2014 Washington, D.C. Area Rising Star Restaurateur Derek Brown of Eat the Rich, Mockingbird Hill and Southern Efficiency

2014 Washington, D.C. Area Rising Star Restaurateur Derek Brown of Eat the Rich, Mockingbird Hill and Southern Efficiency
December 2014

Derek Brown has one of those dream jobs that your high school counselor never tells you about. He drinks for a living. Brown is a cocktail and spirits writer, spirits judge, and owner of bars Mockingbird Hill, Columbia Room, The Passenger, Southern Efficiency, and Eat the Rich. He is almost single-handedly shaping the cocktail scene in Washington, D.C. Brown also travels round the globe, teaching (and still learning) about how drinking is an integral part of our culture and values.

Brown landed his very first bartending job with exactly zero prior experience, bluffing his way through a rum punch by creating an elaborate concoction of nearly every bottle on the bar. Moving on from that early fluster, he has since developed celebrated beverage programs as a bartender, sommelier, and consultant for some of Washington, D.C.’s and the country’s finest restaurants and bars. Brown has received numerous accolades for his bartending and teaching, including being named one of “Five Top New Sommeliers” in the country by Wine & Spirits in 2007, “Sommelier of the Year” by DC Modern Luxury in 2008, “Bartender of the Year” by Washington City Paper in 2009, and has made drinks at the Whitehouse. In 2012, he was the only bartender to be nominated for James Beard’s “Outstanding Wine & Spirits Professional.” In 2014, Bon Appetit named Mockingbord Hill, Eat the Rich, and Southern Efficiency top new restaurants of the year. His simple greatest pleasure is introducing others to great drinks and food. Brown’s favorite dram is Bourbon.



Interview with Washington, D.C. Area Rising Star Restaurateur Derek Brown of Columbia Room, Eat The Rich, Mockingbird Hill, and Southern Efficiency

Korakot Suriya-arporn: When did you begin your career as a restaurateur?
Derek Brown:
I started working at a restaurant at 16, prepping salads at B.J. Pumpernickels. Then I moved behind the deli counter. Slowly I realized I wanted to work behind a bar. It’s been 24 years now. I first opened The Passenger in 2009, and then in 2010 I came up with The Columbia Room. I’ve always been anxious to do whatever I want, to serve whatever cocktails I want to put out. So that’s the drive behind it. In retrospect, you never realized how hard it is to work and how much sacrifice people have to make in order to be successful running your own thing. My business partner for my first two barsThe Passenger and Columbia RoomPaul Ruppert, whom I also consider my mentor, helped provide money, space, and insight. He was very instrumental in the entrepreneurial aspect of the business, as well as development of the bar system.
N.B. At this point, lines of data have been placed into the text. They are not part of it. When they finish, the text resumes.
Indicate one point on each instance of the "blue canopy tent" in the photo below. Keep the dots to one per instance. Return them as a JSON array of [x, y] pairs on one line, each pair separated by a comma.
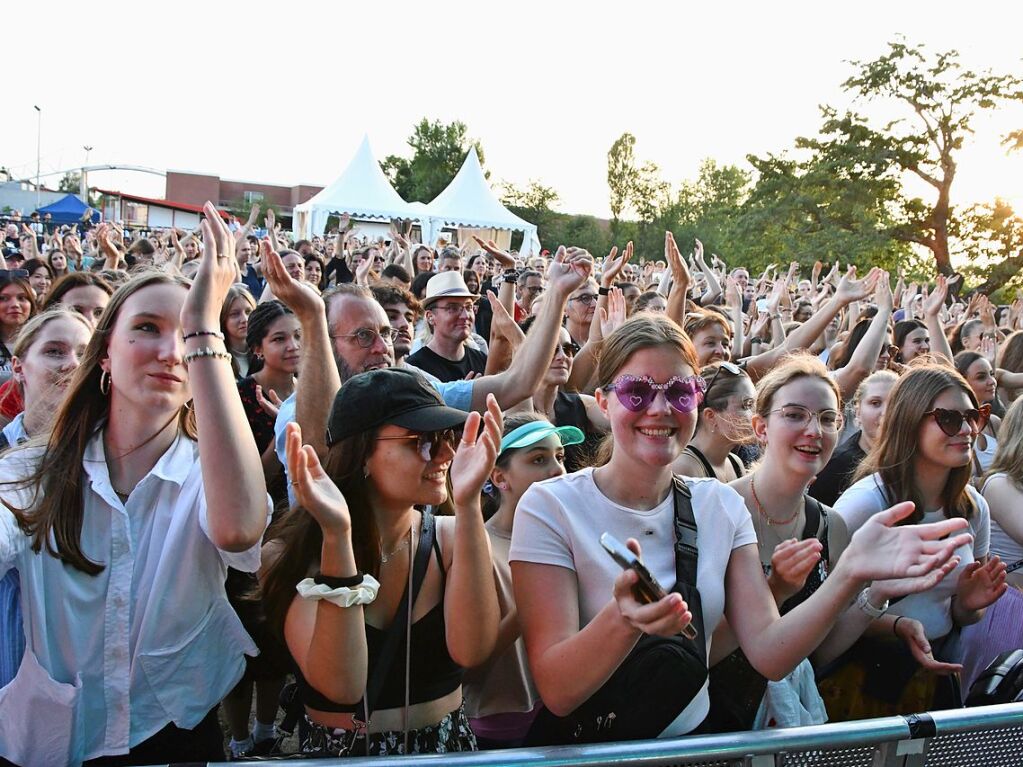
[[68, 211]]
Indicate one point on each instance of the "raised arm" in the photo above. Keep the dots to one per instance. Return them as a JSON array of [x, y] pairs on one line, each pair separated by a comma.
[[319, 380], [232, 474], [569, 270], [864, 358], [932, 318], [471, 610]]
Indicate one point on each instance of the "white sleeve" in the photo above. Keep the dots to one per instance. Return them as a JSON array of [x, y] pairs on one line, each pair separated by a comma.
[[539, 534], [981, 524], [858, 503], [248, 560]]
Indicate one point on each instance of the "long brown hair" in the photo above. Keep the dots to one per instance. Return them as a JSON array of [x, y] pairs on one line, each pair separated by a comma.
[[893, 453], [59, 478]]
KS: Sherry is a big part of Mockingbird Hill. Tell us more about it.
DB:
I think Sherry is a drink that is often misunderstood. As the only bar dedicated to Sherry, we want to show people that Sherries are special and magical. We’re looking to inspire people as much as I was inspired when I first got interested in Spain when I was young [through the English punk rock band The Clash’s song “Spanish Bombs”]. Though Mockingbird Hill entails Spanish culture, it's not meant to be Spanish Disneyland. We just want to show the beautiful products from Southern Spain. Coming up with the idea for Mockingbird Hill, many people contributed. I have great chefs and bar staff who’ve had great input on how it is now. As a restaurateur, I have all control and everything is under my canopy. I have the ability to taste and try everything, but at the end of the day, it’s a collaborative effort.

KS: How do you inspire your staff?
DB:
Everybody is different, so I always look for people who care about others, the ones that make other people feel welcome around them. At my restaurants, we’re working very hard to create an environment that is pleasant not only for our guests but also our employees. You need to try to inspire everybody to discover new things. I guess what the inspiration comes down to is, creating a mission and work with it.

KS: What is your customer service philosophy?
DB:
It comes down to saying hi and goodbye to everyone that comes and goes through the door. Make sure to engage with the guests. Overall, just be nice.

KS: What’s your five-year plan?
DB:
Have a vacation! On a serious note, I think it’s to make sure [my restaurants are] the best they can be, and to continue to put out great products. It’s not just about expanding, but keeping the standards. We’re not out there to create chains. I’m not one who would own 24 different places with a new one about to open in Vegas. That’s not me. I hope to continue to be inspired by my staff. The people I’m working with right now are keeping me on my toes. They’re always learning and presenting me with new techniques, new wines, or new spirits. There’s always so much to learn and enjoy. It’s a perfect environment when people keep teaching each other.